Correspondance de Voltaire/1762/Lettre 4948

Correspondance : année 1762GarnierŒuvres complètes de Voltaire, tome 42 (p. 149-150).

4948. — À M. LE PRÉSIDENT DE RUFFEY[1].
Aux Délires, 27 juin 1762.

Je vous dois bien des remerciements, monsieur, pour les pièces d’un procès que je voudrais voir fini[2]. Quand vous pourrez m’envoyer le petit mémoire que vous m’avez promis[3] je vous garderai secret et fidélité. Vous aurez en revanche des pièces bien singulières et bien intéressantes d’un autre procès.

J’ai commencé par faire travailler votre dentiste sur les belles dents de Mlle Corneille.
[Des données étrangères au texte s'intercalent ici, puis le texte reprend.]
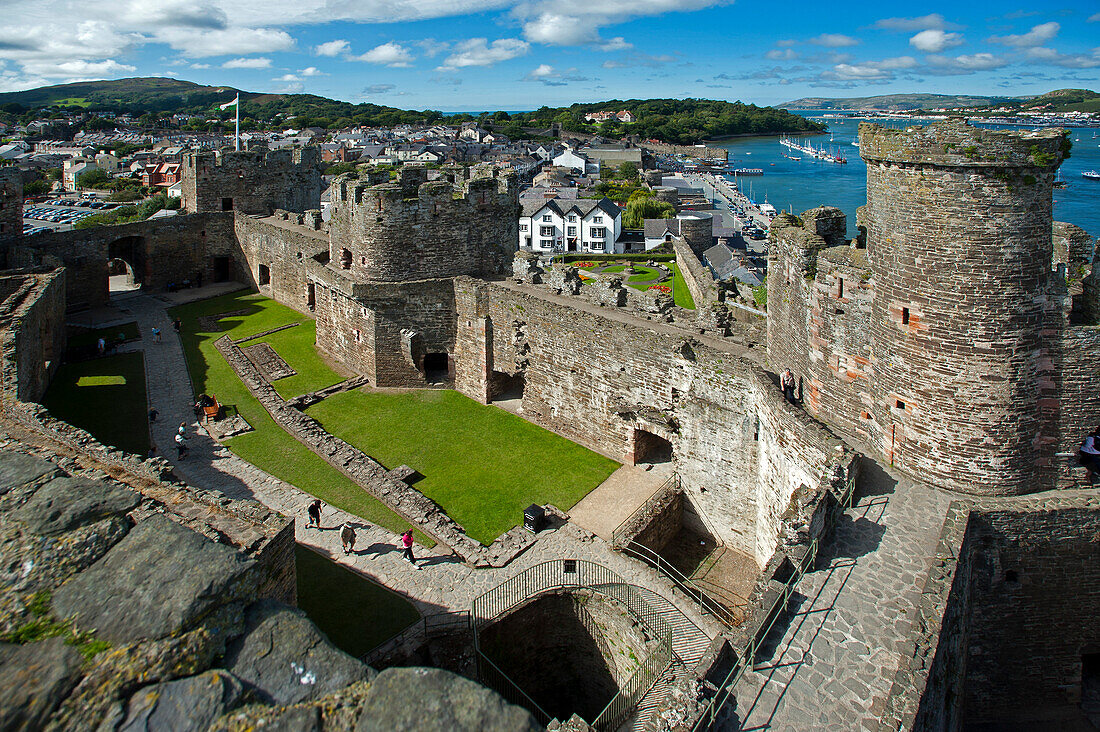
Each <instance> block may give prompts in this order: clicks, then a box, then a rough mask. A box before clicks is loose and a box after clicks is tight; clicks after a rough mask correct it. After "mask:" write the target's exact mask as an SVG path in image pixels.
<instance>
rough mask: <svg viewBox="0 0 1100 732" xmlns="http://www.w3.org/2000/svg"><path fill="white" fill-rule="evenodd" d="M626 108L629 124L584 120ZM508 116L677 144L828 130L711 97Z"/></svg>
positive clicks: (519, 122) (771, 113)
mask: <svg viewBox="0 0 1100 732" xmlns="http://www.w3.org/2000/svg"><path fill="white" fill-rule="evenodd" d="M624 109H625V110H629V111H630V112H632V113H634V114H635V116H636V117H637V121H636V122H632V123H629V124H625V123H620V122H618V121H616V120H610V121H607V122H603V123H601V124H591V123H585V121H584V116H585V114H587V113H588V112H597V111H618V110H624ZM496 118H497V119H498V118H499V114H497V116H496ZM510 120H511V121H513V122H518V123H519V124H521V125H524V127H543V128H544V127H548V125H549V124H550V123H551V122H561V123H562V127H563V128H564V129H565V130H569V131H583V132H592V131H596V132H599V133H601V134H609V135H616V136H617V135H629V134H632V135H638V136H639V138H642V139H647V140H649V139H653V140H660V141H662V142H671V143H676V144H695V143H698V142H702V141H703V140H713V139H716V138H722V136H727V135H736V134H772V133H782V132H820V131H822V130H824V129H825V127H824V125H823V124H818V123H816V122H813V121H811V120H807V119H806V118H804V117H799V116H798V114H792V113H790V112H788V111H787V110H783V109H775V108H774V107H757V106H756V105H746V103H742V102H740V101H715V100H713V99H625V100H624V99H612V100H608V101H599V102H592V103H584V105H571V106H569V107H557V108H550V107H542V108H540V109H538V110H536V111H533V112H525V113H520V114H513V116H511V117H510ZM505 129H506V130H507V128H505Z"/></svg>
Pourquoi parlez-vous aujourd’hui des opuscules du philosophe de Sans-Souci, dont on ne parle plus ? Vous voilà bien scandalisé de ce qu’il écrit au maréchal Keith, comme Lucrèce parlait à Memmius, et comme Cicéron et César s’expliquaient en plein sénat. Si vous voulez être scandalisé, soyez-le de ce que ce prétendu philosophe a immolé plus de quatre cent mille hommes à sa petite ambition d’acquérir une petite province.

Il y a un décret de prise de corps contre Jean-Jacques, à Genève comme à Paris. Il est puni pour les seules choses bien écrites qui soient dans ses mauvais livres. Ce polisson s’est avisé d’écrire sur l’éducation ; mais auparavant il eût fallu qu’il eût eu de l’éducation lui-même.

Une chose plus importante que j’ai à vous dire, c’est qu’il y a de bonnes raisons d’espérer la paix en Allemagne ; mais,


Belle Philis, on désespère,
Alors qu’on espère toujours.


De quoi s’avise le président de Brosses de montrer mes lettres ! Oui, je crie contre les fêtes, je fais travailler les fêtes. Il est abominable d’avoir soixante jours consacrés à l’ivrognerie. C’est une affaire de police dont tous les parlements devraient se saisir. L’agriculture est plus agréable à Dieu que la taverne. Les sauvages en cela sont mieux policés que nous. Mille respects à madame la présidente, et vale, dulcissime rerum.

  1. Éditeur, Th. Foisset.
  2. Il s’agit toujours de l’affaire Varennes.
  3. Probablement la brochure de M. de Bévy.